Enigmatical, but apparently satisfactory.

So George Benthall and Gertrude Creswell were married at St. James's Church in Piccadilly, by the Reverend John Bontein, a High Church rector of a Worcestershire parish, and an old college chum of the bridegroom's. A very quiet wedding, with Maud as the sole bridesmaid, and Joyce as best man, and Lady Caroline, and, oddly enough, Lord Hetherington, who had just come up to town from Westhope, and, calling at his sister's, had learned what was going to take place, and "thought he should like to see it, don't you know. Had never been at any wedding except his own, and didn't recollect much about that, except that—curious thing, never should forget it—when he went into the vestry to sign his name, or something of that kind, saw surplice hanging up behind the door, thought it was ghost, or something of that kind, give you his word!" So the little earl arrived the next morning at eleven at the church, and took his place in a pew near the altar, and propped his ear up with his hand to listen to the marriage service, at which he seemed to be much affected. When the ceremony was over, he joined the party in the vestry, insisted on bestowing a formal salute upon the bride, Lady Hetherington, he knew, was safely moored at Westhope, and, as some recompense for the infliction, he clasped on Gertrude's arm a very handsome bracelet, as his bridal gift.

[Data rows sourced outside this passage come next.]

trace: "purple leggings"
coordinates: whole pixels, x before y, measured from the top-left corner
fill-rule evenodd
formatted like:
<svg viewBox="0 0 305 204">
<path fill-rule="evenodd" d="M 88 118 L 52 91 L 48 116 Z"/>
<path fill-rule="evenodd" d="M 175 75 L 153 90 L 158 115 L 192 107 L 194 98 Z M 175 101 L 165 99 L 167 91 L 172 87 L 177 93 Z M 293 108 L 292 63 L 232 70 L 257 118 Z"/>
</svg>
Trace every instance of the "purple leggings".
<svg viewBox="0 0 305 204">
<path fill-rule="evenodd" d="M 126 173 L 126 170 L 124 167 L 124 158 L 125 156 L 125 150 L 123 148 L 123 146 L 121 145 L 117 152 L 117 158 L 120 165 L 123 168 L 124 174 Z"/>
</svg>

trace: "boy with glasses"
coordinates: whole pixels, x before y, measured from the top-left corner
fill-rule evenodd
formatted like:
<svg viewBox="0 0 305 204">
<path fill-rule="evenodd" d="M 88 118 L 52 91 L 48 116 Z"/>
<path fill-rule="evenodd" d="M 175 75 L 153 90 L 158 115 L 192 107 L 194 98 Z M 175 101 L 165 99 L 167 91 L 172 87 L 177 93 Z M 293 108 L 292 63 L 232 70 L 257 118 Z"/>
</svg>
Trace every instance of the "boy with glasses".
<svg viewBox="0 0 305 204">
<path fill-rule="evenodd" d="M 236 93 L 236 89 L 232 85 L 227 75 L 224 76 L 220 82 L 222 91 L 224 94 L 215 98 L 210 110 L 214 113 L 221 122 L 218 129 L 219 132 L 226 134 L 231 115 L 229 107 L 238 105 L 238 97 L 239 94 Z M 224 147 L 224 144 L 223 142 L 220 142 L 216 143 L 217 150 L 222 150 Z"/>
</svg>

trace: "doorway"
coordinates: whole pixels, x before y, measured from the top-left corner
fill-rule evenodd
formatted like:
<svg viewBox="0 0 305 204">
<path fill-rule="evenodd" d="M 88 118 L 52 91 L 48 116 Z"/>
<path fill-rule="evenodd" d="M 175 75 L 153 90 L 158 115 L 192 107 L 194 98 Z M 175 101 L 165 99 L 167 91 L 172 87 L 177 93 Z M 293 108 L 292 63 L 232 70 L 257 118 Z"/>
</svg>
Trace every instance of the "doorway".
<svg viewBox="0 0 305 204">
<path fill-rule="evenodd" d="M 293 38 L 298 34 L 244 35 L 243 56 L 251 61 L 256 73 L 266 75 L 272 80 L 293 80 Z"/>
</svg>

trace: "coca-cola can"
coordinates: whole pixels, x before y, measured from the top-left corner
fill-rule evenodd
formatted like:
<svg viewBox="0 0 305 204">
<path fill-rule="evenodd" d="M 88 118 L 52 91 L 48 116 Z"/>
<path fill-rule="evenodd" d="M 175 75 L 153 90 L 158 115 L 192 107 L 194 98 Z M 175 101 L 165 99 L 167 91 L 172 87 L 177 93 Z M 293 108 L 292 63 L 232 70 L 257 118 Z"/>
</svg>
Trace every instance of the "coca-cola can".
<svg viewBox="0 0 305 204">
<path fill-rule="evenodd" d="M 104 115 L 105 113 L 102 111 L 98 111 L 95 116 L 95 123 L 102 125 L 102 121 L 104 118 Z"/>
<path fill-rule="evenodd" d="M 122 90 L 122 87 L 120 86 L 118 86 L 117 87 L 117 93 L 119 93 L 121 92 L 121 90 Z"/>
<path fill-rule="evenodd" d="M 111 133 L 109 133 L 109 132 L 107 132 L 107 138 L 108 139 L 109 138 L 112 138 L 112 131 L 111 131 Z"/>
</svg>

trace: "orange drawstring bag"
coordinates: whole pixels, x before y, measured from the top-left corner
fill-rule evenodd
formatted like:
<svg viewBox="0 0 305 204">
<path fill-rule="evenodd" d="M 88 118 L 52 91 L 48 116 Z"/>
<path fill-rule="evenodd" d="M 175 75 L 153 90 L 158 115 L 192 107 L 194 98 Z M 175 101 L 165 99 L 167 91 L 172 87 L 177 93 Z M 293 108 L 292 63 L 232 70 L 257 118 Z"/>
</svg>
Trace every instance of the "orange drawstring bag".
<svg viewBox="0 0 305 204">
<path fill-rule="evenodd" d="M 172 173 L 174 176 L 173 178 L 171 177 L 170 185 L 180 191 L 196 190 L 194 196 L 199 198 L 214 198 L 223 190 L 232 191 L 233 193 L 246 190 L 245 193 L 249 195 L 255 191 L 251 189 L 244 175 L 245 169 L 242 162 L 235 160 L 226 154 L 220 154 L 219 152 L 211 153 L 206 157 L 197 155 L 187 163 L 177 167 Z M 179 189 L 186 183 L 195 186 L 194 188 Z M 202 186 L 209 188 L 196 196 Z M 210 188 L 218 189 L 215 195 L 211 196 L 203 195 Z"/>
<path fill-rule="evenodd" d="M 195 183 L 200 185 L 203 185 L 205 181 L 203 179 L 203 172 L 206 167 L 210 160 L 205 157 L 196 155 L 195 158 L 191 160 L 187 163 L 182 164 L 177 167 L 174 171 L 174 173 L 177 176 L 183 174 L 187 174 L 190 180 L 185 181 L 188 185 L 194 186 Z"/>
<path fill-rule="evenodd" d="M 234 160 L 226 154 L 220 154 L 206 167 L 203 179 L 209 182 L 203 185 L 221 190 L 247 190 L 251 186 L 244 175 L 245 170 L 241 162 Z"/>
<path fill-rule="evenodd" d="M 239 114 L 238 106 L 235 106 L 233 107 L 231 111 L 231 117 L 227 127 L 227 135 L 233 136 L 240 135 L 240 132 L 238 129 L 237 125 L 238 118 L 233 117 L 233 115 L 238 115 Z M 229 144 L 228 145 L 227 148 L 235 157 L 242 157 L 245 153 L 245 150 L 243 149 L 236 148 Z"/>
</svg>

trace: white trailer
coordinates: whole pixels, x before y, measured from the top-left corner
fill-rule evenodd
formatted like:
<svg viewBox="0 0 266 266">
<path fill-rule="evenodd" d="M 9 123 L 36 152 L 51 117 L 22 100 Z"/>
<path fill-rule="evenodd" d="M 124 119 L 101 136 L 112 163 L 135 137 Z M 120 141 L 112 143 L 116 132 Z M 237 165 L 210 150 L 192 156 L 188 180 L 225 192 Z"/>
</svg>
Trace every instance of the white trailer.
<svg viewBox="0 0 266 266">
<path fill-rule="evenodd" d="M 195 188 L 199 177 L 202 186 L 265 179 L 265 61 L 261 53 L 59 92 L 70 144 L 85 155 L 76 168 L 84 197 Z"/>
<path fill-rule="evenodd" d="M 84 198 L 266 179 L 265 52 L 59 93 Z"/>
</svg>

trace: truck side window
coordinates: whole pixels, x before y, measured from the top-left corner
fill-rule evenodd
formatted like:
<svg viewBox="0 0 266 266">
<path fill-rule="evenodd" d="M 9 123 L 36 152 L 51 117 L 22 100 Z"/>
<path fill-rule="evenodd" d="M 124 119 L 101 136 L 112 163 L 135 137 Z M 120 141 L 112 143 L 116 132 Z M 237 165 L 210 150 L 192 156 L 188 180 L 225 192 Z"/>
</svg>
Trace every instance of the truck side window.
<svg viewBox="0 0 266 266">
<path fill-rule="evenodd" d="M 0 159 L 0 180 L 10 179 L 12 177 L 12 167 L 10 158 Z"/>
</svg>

Such a marriage promised to prove a happy one. In its early days, of course, everything was rose-coloured, those days when Maud went down to stay with George and Gertrude at the school, and when, a little later, Walter Joyce ran down for the Easter holidays to his old quarters. He was glad of the chance of seeing them once again, he said, and determined to avail himself of it; and then George Benthall looked in his face and smiled knowingly. Walter returned the grin, and added, "For it's a chance that may not happen to me again!" And when his friend looked rather blank at this, and asked him what he meant, Joyce laughed again, and finally told him that Lord Hetherington had just had a piece of patronage fall to his share, the rectory of Newmanton-by-Perringden, a lovely place in the Isle of Wight, where the stipend was not sufficiently large to allow a man with a large family to live on it, but the exact place for a parson with a little money of his own. And Lord Hetherington had inquired of Joyce whether his friend, that remarkably pleasant fellow—bless my soul, forget my own name next! him wo saw married, don't you know?—whether he was not exactly the sort of fellow for this place, and would he like it? Walter thought that he was and he would; and Lord Hetherington, knowing Joyce was going down to see his friend, bid him inquire, and if all were straight, assure Mr. Benthall that the living was his. And this was how Walter Joyce executed his commission, and this was how George Benthall heard this most acceptable news.

"By the way, what made you grin, Benthall, when I said I had come down here for my holidav to look at my old quarters?" asked Walter.

"Because I thought there might be yet another reason, which you had not stated! Anxiety to see some one here!"

"Anxiety is the wrong word. Strong wish to see you and your wife again, and——"

"My wife and I are out of the affair! Come, confess!"

"I give you my honour, I don't know what you mean!"

"Likely enough; but I'm older than you, and, parson though I am, I declare I think I've seen more of the world! Shall I tell you what brought you down here? I shall!—then I will!—to see Maud Creswell."

"Maud Creswell! What on earth should I—what—why—I mean—what, is Miss Creswell to me?"

"Simply the woman who thinks more about you than any other creature on earth. Simply the girl who is raving—head over ears in love with you. Don't pretend you don't know it. Natural instinct is too strong to allow any doubt upon that point."

"I swear you surprise me beyond behef! I swear that—— Do you mean this, Benthall?"

"As a gentleman and a Christian, I've told you what I believe; and as a man of the world I tell you what I think; whether wittingly or unwittingly, you are very far gone in returning the young lady's sentiments!"

"I—that is—there's no doubt she is a girl of very superior mind, and—by Jove, Benthall, you've given a most singular twist to my holiday!"